Some examples from coldcard that might help

https://coldcard.com/docs/paranoid

It's not butting in, my dude. I appreciate all the participation in this thread!

Thanks! I'll check that out.

The keys stay on the hardware wallet, the transaction is just sending a message that was signed using the keys stored on the wallet. It's the same general flow whether it's a partially signed Bitcoin transaction from a cold card transferred via micro SD to a computer or a Ledger or trezor which connects directly to the computer..

I don't understand why you need to access the keys. At all.

You can do this with an offline computer running those bip39 webpages saved locally. Or you can poke around GitHub and find Python scripts that also do this offline.

The address is our generated with the private key and the wallets hd path, see walletsrecovery.org

This is a good question to put on bitcoin.stackexchange.com. That's where I go with hard questions.

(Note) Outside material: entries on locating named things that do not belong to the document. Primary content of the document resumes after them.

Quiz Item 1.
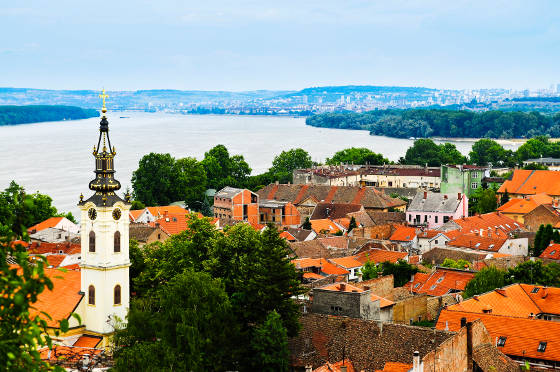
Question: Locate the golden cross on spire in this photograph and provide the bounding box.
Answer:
[99,88,109,113]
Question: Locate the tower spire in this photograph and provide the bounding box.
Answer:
[80,89,126,206]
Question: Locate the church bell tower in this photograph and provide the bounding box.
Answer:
[78,90,130,335]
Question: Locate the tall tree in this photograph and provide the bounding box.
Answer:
[251,310,289,372]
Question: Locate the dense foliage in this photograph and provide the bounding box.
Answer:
[0,231,79,372]
[0,181,76,236]
[115,215,302,371]
[0,105,99,126]
[306,109,560,138]
[463,260,560,298]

Have you read the Bitcoin white paper as well? It might answer some of your questions

Nope. I have not read the whole thing. I'm not really into BTC much. It's useful and powerful, but, it's so little of my life I just don't really care that much when I have too many other things to turn my attention to!

So also the hardware wallets have a security chip which has been proven to generate a key that is random. Although there are some who are paranoid about even those chips being "random enough" and those people generate their phrase using dice and the diceware lookup table. The seed phrase is just a friendly way of representing the actual 256 bit hexadecimal string which Bitcoin core actually uses.

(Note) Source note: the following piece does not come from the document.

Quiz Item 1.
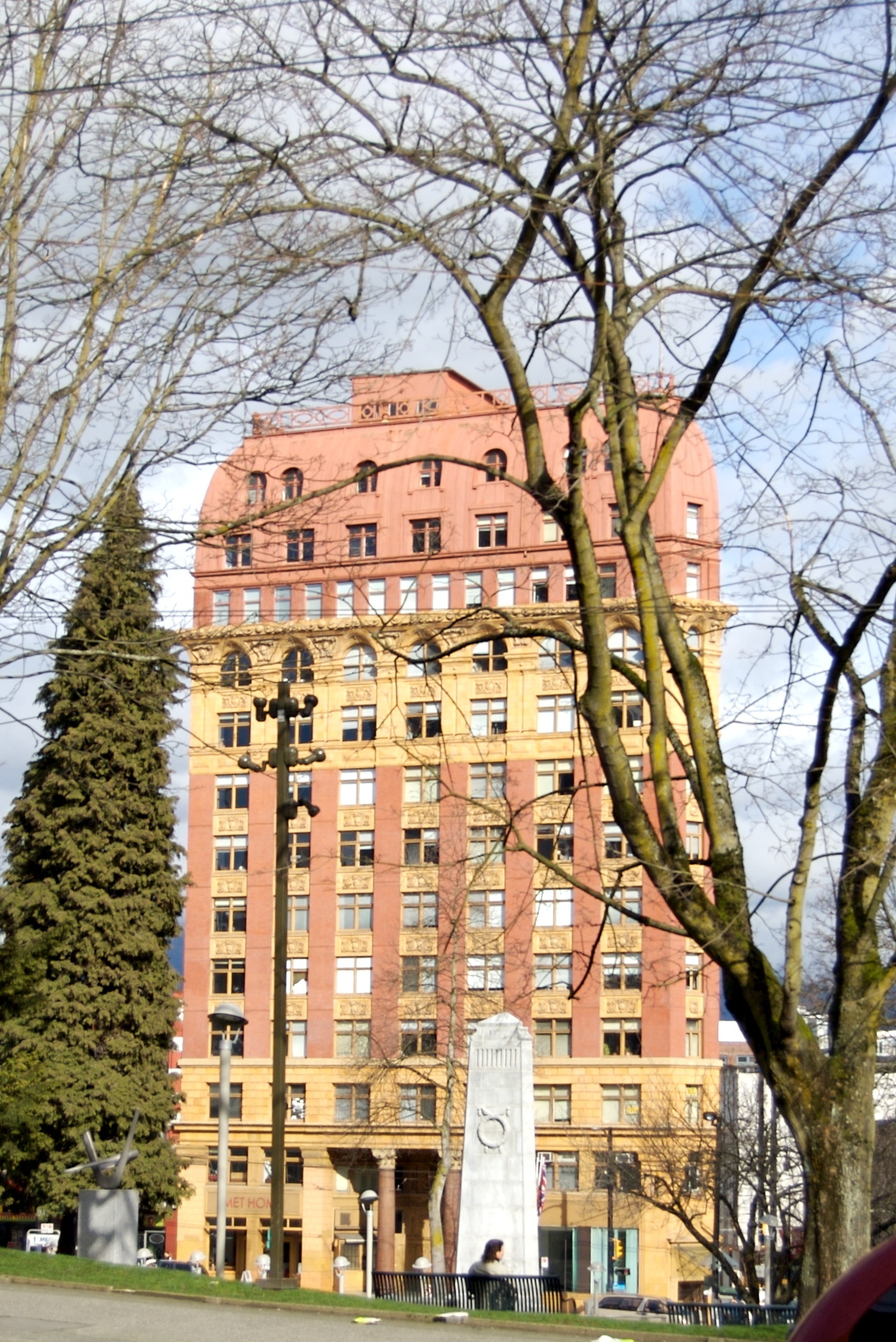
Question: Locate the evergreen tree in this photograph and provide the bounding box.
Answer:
[0,486,188,1214]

I get generation thing. What I'm not getting is how you can possibly "receive" BTC to that address/whatever without going on line. You have to go online at some point to interact with the blockchain. Since that is the case, what is the point of having a hardware "wallet?"

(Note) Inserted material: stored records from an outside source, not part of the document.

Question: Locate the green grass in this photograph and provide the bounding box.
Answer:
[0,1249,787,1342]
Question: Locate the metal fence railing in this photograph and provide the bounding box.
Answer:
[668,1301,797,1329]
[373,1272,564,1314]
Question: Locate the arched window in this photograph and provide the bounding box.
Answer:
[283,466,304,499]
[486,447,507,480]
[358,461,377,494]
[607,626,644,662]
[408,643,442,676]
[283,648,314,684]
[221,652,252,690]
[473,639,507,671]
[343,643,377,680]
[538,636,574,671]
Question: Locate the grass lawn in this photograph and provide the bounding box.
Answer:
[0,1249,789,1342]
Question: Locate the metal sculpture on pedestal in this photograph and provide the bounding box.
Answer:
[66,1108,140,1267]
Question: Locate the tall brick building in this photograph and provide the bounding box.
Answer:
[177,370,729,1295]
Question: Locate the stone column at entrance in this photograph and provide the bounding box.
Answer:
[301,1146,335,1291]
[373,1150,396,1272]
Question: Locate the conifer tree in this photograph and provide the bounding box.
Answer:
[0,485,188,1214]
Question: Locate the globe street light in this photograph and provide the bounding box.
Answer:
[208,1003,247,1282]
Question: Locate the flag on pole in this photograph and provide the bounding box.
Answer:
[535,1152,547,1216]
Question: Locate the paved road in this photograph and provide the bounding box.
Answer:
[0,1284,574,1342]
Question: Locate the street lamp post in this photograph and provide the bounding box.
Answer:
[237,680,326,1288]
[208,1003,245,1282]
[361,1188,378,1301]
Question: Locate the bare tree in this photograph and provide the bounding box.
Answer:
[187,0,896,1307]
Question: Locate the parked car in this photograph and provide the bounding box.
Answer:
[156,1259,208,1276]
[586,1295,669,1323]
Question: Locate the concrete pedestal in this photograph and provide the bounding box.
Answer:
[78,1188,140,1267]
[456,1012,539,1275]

All the private keys and associated addresses already exist. You don’t create them, you find them. You can do that multiple ways, by hand, with software/hardware, or combination

If they already exist, how can you claim to access one, if not ONLY by going online and signing transactions?

You can receive without ever going online. But yes to send you need to sign a transaction and send to mempool

How can you "claim" an address as yours without going online? Your saying someone can just pick random addresses and send a bunch of BTC to them, and anyone who derives that address can go "get" that BTC? If that's the case, can't more than one person try to claim it?

Theoretically yes. You don’t claim private keys and addresses. Theoretically someone could randomly generate your same private key. But there’s some sufficiently large ( like more than the amount of atoms in the universe or something?) number of private key pairs to where both of those things are, in practice, impossible

Also, I am no expert, but this is my understanding.

That's what I also understand, but, gosh... That makes me feel a bit squidgy about the whole thing...

Not me. The math and odds, trade offs and benefits, of BTC vs anything else is clear.

Oh, sure, I'll take BTC over fiat, but... It's still a bit off. Not that I have a better suggestion.